Now a Ph.D. student in educational theory and practice in CEHS, Owens was able to pursue some of these interests as a summer research associate for the West Virginia Center on Budget and Policy. The West Virginia Center on Budget and Policy is a statewide, nonpartisan and non-profit policy research organization that contributes policy analysis to inform public dialog and policy in West Virginia.
While working for the organization, Owens was tasked with composing a policy brief that explores how federal funds from the American Rescue Plan Act, issued to states to provide economic relief in the aftermath of the COVID-19 pandemic, can be used to support West Virginia school districts. Specifically, Owens examined the Act’s Elementary and Secondary Relief Fund, which granted West Virginia schools $761.9 million to meet students’ educational needs and compensate for the academic losses caused by the pandemic.
“I spent the summer talking to teachers, parents and policy writers from other states, as well as speaking to colleagues in the Center to learn more about education policy and how funds from the American Rescue Plan Act could be distributed,” Owens said.
In her report, Owens outlines recommendations for using American Rescue Plan Act funds to address systemic educational inequities in West Virginia, inequities which were compounded by the onset of the COVID-19 pandemic. When schools closed and education shifted online, students from families with both parents working outside of the family and/or families without internet access suffered greater learning losses. The report also cites preliminary studies which found that students of color demonstrated greater learning losses than white students as a result of the pandemic.
To help all students catch up, the report recommends increasing student support staff, training faculty and staff to implement culturally responsive classrooms, supporting summer and extended day programs to offer additional learning time, and working with local agencies to provide additional services to students.
Per the guidelines set forth by the American Rescue Plan Act, school districts must make their plans for the funding available for public comment. Owens’ report offers suggestions for collecting community input on school districts’ plans to use the funds so that families without internet access can still participate in the process. Recommendations include using robocalls, text messages and mailers to reach those families, many of which have been disproportionately burdened by the pandemic.
Throughout her experience, Owens gained a greater understanding of the function of policy centers in the legislative landscape.
“I learned that coalitions and policy centers play a large role in creating legislation and can have a direct impact on federal and state government funding and lawmaking,” Owens said. “I didn’t fully understand that process before. I probably thought what most of the public thinks, which is that legislators make many of the laws themselves. But that isn’t the case, and anyone can be a part of the process.”

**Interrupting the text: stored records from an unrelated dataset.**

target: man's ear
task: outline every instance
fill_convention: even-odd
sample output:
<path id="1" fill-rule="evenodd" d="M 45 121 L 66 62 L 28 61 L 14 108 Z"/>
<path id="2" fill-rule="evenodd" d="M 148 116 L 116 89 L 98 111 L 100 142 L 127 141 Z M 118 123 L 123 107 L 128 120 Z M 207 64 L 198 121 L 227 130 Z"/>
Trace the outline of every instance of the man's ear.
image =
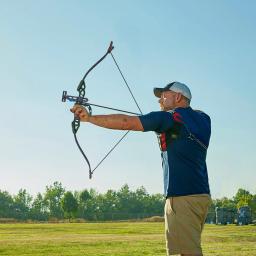
<path id="1" fill-rule="evenodd" d="M 182 100 L 182 94 L 177 92 L 176 93 L 176 101 L 179 103 L 179 102 L 181 102 L 181 100 Z"/>

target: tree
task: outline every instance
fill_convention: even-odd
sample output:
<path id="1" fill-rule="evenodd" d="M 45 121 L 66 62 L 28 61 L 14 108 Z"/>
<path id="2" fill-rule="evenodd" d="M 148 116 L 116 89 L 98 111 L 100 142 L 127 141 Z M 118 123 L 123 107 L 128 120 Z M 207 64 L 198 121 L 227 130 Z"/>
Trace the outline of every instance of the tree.
<path id="1" fill-rule="evenodd" d="M 91 195 L 87 189 L 84 189 L 80 193 L 77 192 L 75 195 L 78 201 L 78 217 L 86 219 L 87 205 L 88 201 L 91 199 Z"/>
<path id="2" fill-rule="evenodd" d="M 129 210 L 131 208 L 130 199 L 131 199 L 131 191 L 127 184 L 123 185 L 121 189 L 117 192 L 118 204 L 117 208 L 120 212 L 125 214 L 128 217 Z"/>
<path id="3" fill-rule="evenodd" d="M 32 219 L 35 220 L 48 219 L 47 205 L 41 193 L 38 193 L 36 198 L 34 199 L 30 215 Z"/>
<path id="4" fill-rule="evenodd" d="M 252 196 L 252 200 L 249 205 L 252 209 L 252 215 L 256 218 L 256 194 Z"/>
<path id="5" fill-rule="evenodd" d="M 234 196 L 234 201 L 237 208 L 242 206 L 250 206 L 252 199 L 253 195 L 249 191 L 242 188 L 239 188 L 236 195 Z"/>
<path id="6" fill-rule="evenodd" d="M 61 207 L 64 211 L 64 216 L 70 221 L 70 218 L 74 218 L 78 209 L 78 202 L 71 191 L 67 191 L 61 200 Z"/>
<path id="7" fill-rule="evenodd" d="M 78 195 L 78 217 L 87 220 L 96 220 L 98 193 L 94 189 L 83 190 Z"/>
<path id="8" fill-rule="evenodd" d="M 147 213 L 161 216 L 163 214 L 164 205 L 165 197 L 162 194 L 153 194 L 149 196 L 146 202 L 145 211 Z"/>
<path id="9" fill-rule="evenodd" d="M 18 194 L 14 196 L 14 217 L 25 220 L 29 218 L 29 211 L 32 203 L 32 196 L 29 195 L 26 189 L 20 189 Z"/>
<path id="10" fill-rule="evenodd" d="M 10 218 L 13 216 L 13 199 L 7 191 L 0 190 L 0 218 Z"/>
<path id="11" fill-rule="evenodd" d="M 44 195 L 44 201 L 48 208 L 49 216 L 51 218 L 61 219 L 63 218 L 63 210 L 61 207 L 61 198 L 65 193 L 65 189 L 60 182 L 55 181 L 53 185 L 46 186 L 46 193 Z"/>
<path id="12" fill-rule="evenodd" d="M 219 199 L 218 202 L 220 203 L 220 207 L 225 207 L 228 209 L 236 209 L 236 203 L 234 202 L 234 200 L 229 199 L 227 197 L 223 197 Z"/>
<path id="13" fill-rule="evenodd" d="M 105 212 L 105 218 L 114 220 L 118 214 L 118 196 L 117 192 L 109 189 L 106 194 L 102 195 L 102 210 Z"/>
<path id="14" fill-rule="evenodd" d="M 87 189 L 84 189 L 79 195 L 79 200 L 81 203 L 86 203 L 91 198 L 92 198 L 92 196 L 90 195 L 90 193 Z"/>

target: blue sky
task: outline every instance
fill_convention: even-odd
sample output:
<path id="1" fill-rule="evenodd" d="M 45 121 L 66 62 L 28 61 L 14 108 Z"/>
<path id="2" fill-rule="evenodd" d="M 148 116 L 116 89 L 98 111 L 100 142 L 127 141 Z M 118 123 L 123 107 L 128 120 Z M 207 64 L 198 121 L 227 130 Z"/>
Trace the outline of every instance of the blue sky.
<path id="1" fill-rule="evenodd" d="M 161 193 L 153 133 L 130 133 L 88 178 L 71 132 L 71 103 L 84 72 L 113 51 L 144 113 L 158 110 L 152 89 L 187 83 L 192 107 L 212 119 L 208 171 L 213 197 L 256 193 L 255 1 L 1 1 L 0 189 L 35 194 L 55 180 L 70 190 L 145 186 Z M 87 79 L 91 102 L 137 112 L 110 57 Z M 110 113 L 93 108 L 93 113 Z M 92 166 L 122 132 L 82 124 Z"/>

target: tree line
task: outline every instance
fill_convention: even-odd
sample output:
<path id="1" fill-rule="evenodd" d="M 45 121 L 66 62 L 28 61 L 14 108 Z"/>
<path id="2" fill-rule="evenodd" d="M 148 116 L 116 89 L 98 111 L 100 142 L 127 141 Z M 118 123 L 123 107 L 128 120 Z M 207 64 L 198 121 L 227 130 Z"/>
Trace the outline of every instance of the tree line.
<path id="1" fill-rule="evenodd" d="M 223 197 L 221 199 L 212 200 L 212 204 L 208 211 L 207 222 L 215 223 L 217 217 L 217 209 L 219 217 L 226 219 L 229 223 L 238 223 L 238 210 L 242 208 L 249 210 L 252 221 L 256 220 L 256 194 L 251 194 L 245 189 L 238 189 L 233 198 Z M 221 216 L 221 215 L 225 216 Z M 226 222 L 224 221 L 224 222 Z M 217 221 L 218 222 L 218 221 Z"/>
<path id="2" fill-rule="evenodd" d="M 56 181 L 35 197 L 26 189 L 20 189 L 13 196 L 0 190 L 0 218 L 18 221 L 142 219 L 163 216 L 164 203 L 162 194 L 149 194 L 144 187 L 132 191 L 125 184 L 118 191 L 109 189 L 106 193 L 94 189 L 72 192 Z M 232 199 L 214 199 L 209 213 L 215 207 L 238 209 L 241 206 L 249 206 L 256 216 L 256 194 L 239 189 Z"/>

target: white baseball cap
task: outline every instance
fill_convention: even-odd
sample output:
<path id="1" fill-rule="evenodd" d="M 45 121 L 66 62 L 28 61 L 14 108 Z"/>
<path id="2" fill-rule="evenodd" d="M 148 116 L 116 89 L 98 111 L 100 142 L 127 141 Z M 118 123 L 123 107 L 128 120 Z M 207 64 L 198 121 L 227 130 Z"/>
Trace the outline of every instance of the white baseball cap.
<path id="1" fill-rule="evenodd" d="M 154 88 L 154 94 L 157 98 L 161 98 L 162 92 L 166 91 L 179 92 L 187 99 L 192 99 L 192 95 L 188 86 L 180 82 L 169 83 L 164 88 Z"/>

Owens discovered this summer opportunity through a policy course she took during the Spring 2021 semester. A guest speaker from the West Virginia Center on Budget and Policy presented about the organization, and afterwards, Owens applied for the position.
Owens credits her experience in the educational theory and practice doctoral program for preparing her for success as a summer research associate.
“I couldn’t have done this without my policy coursework, but every course I have taken has helped me to become a better writer,” Owens said. “My professors continually give me a strong foundation in writing and have supported me to make sure that my writing improves every year.”
Once she completes her doctoral program, Owens hopes to serve as a professor in an educator preparation program and continue to engage in advocacy and policy work that impacts students and parents.